15 Mayıs 2015 Cuma

"GÜÇLÜ SOL" ÜZERİNE AZ KATKILI VE AZ YORUMLU BİR ÇORBA


CTP Seçim Bildirgesi'nden: "Sevgili yurttaşlar. CTP Kıbrıs'ta Kıbrıs Türk toplumunun ve Türkiye'nin çıkarlarını koruyacak adil ve şerefli bir çözüm sağlamak için seçime girmektedir."
NATO ve ABD'nin hizmetkarı Türkiye egemenlerinin Kıbrıs üzerindeki çıkarları, Kıbrıs Türk toplumunun çıkarları ile çelişirse, o zaman ne olacak? Bu iki çıkar nasıl bağdaştırılacak? Yoksa TC'nin çıkarı mı önde tutulacak?
***
CTP Genel Başkanı Mehmet Ali Talat: "Güçlü Sol, toplumu bölmeyecek, birleştirecektir. Güçlü Sol, o engin hoşgörüsüyle toplumsal birliği sağlayacaktır...Güçlü Sol, toplumsal katmanların ve toplumsal sınıfların uyumunu sağlamaktadır.
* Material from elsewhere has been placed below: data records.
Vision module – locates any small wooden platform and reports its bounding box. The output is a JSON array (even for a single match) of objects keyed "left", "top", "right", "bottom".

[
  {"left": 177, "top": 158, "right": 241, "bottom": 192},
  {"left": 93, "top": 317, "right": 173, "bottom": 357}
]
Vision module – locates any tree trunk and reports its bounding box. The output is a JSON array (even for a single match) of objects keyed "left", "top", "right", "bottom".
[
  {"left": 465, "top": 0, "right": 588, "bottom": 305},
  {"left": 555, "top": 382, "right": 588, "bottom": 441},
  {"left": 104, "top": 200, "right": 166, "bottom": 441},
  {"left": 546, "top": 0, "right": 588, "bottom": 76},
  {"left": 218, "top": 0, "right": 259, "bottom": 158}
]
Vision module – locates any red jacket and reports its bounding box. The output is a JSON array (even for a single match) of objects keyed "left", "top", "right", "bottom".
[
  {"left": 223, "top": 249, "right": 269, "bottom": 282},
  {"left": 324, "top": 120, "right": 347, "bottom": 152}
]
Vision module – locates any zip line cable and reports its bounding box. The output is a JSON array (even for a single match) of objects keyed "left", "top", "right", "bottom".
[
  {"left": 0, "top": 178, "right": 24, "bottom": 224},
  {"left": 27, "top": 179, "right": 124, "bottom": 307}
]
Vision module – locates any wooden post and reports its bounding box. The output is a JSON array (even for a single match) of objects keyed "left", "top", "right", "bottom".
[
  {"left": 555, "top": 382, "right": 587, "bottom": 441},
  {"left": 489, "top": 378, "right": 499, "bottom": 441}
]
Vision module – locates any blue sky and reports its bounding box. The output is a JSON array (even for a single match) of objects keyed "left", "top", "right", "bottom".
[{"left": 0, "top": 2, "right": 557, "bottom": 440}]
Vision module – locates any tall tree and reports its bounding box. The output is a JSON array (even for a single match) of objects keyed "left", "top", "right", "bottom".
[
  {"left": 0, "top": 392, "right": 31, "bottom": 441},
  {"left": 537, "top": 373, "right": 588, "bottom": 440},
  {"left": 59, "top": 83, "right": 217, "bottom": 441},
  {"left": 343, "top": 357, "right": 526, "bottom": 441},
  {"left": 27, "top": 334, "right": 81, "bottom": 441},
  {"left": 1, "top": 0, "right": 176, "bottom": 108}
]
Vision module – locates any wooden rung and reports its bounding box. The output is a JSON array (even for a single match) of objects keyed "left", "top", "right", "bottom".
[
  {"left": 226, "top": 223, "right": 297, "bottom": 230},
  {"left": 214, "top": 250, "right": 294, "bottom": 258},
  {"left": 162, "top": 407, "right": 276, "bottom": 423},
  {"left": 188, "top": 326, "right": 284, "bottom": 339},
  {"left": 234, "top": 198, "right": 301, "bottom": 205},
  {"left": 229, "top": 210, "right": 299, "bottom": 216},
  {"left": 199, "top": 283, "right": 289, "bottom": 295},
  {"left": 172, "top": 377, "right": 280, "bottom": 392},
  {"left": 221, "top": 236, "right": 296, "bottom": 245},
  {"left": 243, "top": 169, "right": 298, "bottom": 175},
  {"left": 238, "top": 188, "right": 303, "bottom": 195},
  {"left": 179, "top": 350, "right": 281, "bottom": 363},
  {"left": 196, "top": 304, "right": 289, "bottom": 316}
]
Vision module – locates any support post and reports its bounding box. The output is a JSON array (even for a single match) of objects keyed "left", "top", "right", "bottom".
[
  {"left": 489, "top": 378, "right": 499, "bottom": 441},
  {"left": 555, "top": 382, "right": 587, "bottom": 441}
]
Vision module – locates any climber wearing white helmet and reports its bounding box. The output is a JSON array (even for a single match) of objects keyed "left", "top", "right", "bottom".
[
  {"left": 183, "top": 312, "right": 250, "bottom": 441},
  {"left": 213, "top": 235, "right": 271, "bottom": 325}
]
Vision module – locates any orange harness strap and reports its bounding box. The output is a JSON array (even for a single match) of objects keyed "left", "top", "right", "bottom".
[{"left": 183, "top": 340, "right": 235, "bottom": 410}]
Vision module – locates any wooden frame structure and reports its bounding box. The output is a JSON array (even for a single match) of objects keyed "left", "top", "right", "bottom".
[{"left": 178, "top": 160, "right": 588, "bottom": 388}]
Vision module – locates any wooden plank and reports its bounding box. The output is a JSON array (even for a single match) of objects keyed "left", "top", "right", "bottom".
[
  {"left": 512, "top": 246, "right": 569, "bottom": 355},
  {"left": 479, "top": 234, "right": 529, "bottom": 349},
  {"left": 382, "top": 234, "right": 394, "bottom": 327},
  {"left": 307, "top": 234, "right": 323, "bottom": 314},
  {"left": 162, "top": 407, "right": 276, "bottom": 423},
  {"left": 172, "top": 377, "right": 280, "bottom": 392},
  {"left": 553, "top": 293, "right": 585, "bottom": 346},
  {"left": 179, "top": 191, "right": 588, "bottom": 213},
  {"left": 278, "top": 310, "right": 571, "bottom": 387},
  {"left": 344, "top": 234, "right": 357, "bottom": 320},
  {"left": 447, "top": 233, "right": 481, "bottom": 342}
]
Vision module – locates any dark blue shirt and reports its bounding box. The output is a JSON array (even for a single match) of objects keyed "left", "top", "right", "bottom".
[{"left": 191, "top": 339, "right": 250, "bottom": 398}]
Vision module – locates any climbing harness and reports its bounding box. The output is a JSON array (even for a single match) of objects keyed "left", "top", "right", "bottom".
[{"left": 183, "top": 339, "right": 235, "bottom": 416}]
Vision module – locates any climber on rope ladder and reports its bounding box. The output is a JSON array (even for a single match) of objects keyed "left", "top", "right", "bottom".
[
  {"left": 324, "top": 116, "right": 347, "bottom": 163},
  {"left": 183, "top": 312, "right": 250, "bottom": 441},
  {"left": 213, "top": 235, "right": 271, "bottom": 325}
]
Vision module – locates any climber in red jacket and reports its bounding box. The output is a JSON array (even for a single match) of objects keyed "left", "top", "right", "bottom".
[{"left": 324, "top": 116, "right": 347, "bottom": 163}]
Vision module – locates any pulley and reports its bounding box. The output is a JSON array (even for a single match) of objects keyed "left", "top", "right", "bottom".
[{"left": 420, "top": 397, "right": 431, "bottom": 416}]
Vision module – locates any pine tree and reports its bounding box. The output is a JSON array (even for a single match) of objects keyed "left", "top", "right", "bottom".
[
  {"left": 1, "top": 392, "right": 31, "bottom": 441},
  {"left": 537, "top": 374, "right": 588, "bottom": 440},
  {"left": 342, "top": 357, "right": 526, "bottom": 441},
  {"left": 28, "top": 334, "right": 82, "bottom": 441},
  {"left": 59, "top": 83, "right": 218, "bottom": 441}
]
Emeğin ve toplumun ilerlemesini sağlamaktadır." (Yeni Düzen, 16.11.98)
Toplumda, çıkarları birbiri ile çelişen sermayedar ve emekçi sınıfları uyumlaştırma iddiasındaki politikanın adı, sosyal demokrasidir. CTP, hem programına sosyalist olduğunu yazacak, hem de uyum işine soyunacak. Bu ne perhiz, bu ne lahana turşusu!
***
Fatma Azgın (CTP milletvekili adayı): "CTP'nin solculuğu, Avrupalıların algıladığı ve tarif ettiği biçimdedir...CTP'nin güçlü sol vizyonu, politik ve kültürel bağlamdaki Avrupalılık vizyonuyla da kesişmektedir. Avrupa'yı AB haline getiren değerlerin tümü sol felsefeyle sağlanmıştır. Bu nedenledir ki AB ülkelerinin büyük çoğunluğu sol partiler tarafından yönetilmektedir." (Yeni Düzen, 18.11.98)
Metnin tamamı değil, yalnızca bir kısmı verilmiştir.